Le médecin revenait tous les jours, et tous les jours le mal empirait. — Oh ! pensait Héraklé, je le savais bien, ces maudites cuillers en buis que, le lundi de Pâque, j’ai aperçues sur un rocher du fleuve présageaient un malheur, et voilà que le sort frappe le chef de la famille. — De son côté, la vieille femme retournait dans son esprit les superstitions natales, et elle songeait à la prédiction de la tsigane. —Voici, disait-elle, les corbeaux qui déchirent l’air de leur cri sec ! Voici la mort sur leurs ailes noires !

Enfin Nicolaos s’alita et mourut. Ce fut dans sa demeure un deuil bruyant. Mikaël, généreux devant la mort, eut beau dire au fils de Nicolaos qu’il lui laisserait la maison paternelle; Héraklé refusa. — Elle est à toi, lui répondit-il, garde-la. Je respecte la volonté et le serment de mon père.

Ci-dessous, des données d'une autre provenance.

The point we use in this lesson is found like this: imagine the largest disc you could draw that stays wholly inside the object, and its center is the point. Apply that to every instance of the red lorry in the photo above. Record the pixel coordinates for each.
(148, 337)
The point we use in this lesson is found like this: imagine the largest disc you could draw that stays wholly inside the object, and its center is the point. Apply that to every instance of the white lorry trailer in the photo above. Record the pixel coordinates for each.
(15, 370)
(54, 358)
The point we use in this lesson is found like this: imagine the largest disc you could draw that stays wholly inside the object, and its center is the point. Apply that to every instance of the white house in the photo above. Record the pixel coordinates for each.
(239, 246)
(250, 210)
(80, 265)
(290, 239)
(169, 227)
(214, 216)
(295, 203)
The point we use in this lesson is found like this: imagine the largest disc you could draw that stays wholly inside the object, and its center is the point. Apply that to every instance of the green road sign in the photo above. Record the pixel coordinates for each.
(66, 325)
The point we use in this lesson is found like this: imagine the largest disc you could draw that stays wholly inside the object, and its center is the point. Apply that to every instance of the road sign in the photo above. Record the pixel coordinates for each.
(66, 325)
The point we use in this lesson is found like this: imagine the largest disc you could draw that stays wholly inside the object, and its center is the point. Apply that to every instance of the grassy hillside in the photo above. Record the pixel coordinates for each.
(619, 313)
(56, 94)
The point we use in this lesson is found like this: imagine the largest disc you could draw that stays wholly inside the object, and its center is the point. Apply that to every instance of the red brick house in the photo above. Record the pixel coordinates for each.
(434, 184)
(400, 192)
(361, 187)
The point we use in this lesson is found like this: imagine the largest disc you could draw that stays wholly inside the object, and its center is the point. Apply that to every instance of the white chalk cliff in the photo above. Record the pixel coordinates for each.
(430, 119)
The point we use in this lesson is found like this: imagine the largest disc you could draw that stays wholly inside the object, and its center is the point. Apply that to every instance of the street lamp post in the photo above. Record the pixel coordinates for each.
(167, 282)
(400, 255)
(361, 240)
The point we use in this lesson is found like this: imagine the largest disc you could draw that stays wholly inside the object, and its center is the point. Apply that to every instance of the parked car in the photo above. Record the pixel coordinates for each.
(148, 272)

Il faut avoir vécu en Asie pour se faire une idée exacte des lamentations, des sanglots, des cris qui entourent un mort. Tous les voisins, tous les amis du défunt arrivent et se livrent aux plus vives manifestations de la douleur. La femme de Nicolaos arrachait ses cheveux gris, et de minute en minute hurlait à renverser la cabane; Héraklé poussait de terribles exclamations et se frappait la poitrine à coups redoublés. Le lendemain, on para le pauvre Nicolaos de ses plus beaux habits, on le déposa, le visage découvert, dans une bière bizarrement bariolée, et on le porta au cimetière. Le cimetière retentit de sanglots et de cris. Dix ou douze personnes, qui avaient conduit le convoi au champ du repos, agenouillées, pleuraient le mort, comme on dit en Géorgie. Les femmes s’arrachaient les cheveux, se frappaient le visage et se déchiraient le sein en répétant à haute voix l’éloge du défunt. Les unes commençaient sur une note grave qui montait peu à peu à des tons plus aigus, et demandaient au mort : « Pourquoi nous as-tu quittés? » D’autres reprenaient à l’unisson, se meurtrissaient encore, ajoutant des traits nouveaux au panégyrique funèbre. Les hommes, de leur côté, tiraient du creux de leurs poitrines des hurlemens désespérés, se frappaient la nuque avec de larges fouets de cuir. Héraklé mêlait sa douleur vraie à cette lamentable comédie, et lorsque, la fosse fermée, l’assistance se fut dispersée, le jeune homme, resté seul, se jeta à genoux sur la terre qui recouvrait les restes de son père, pria, pleura, et murmura tout bas ces menaçantes paroles : — O mon père, il t’a tué, mais je te vengerai!


II

Au sortir du cimetière, Héraklé ne se sentit pas la force d’aller tout de suite voir sa mère et la consoler ; il s’assit sur une tombe voisine de la route. Sa main crispée serrait son kindjal. — Je le tuerai ! répétait-il d’une voix étouffée. — Peu à peu cependant le calme étrange qui suit les grandes douleurs s’empara de lui. Le jeune homme s’oublia dans un triste rêve et embrassa d’un seul regard tous les bonheurs perdus en un moment. Que lui faisait la pauvreté ? Mais sa vieille mère si respectée ! mais Martha si tendrement aimée ! Le malheur, d’un seul coup, arrachait fruits et fleurs de l’arbre de sa vie. Il ne pleurait plus ; ses yeux étaient secs, brûlans, mais les larmes inondaient son cœur. C’est dans cette torpeur, suite inévitable d’un excès de souffrance, qu’Héraklé resta plongé jusqu’aux approches de la nuit. Rafraîchi par la rosée, il se leva et retourna à sa maison, qui n’était plus à lui, et d’où il fallait fuir comme un esclave.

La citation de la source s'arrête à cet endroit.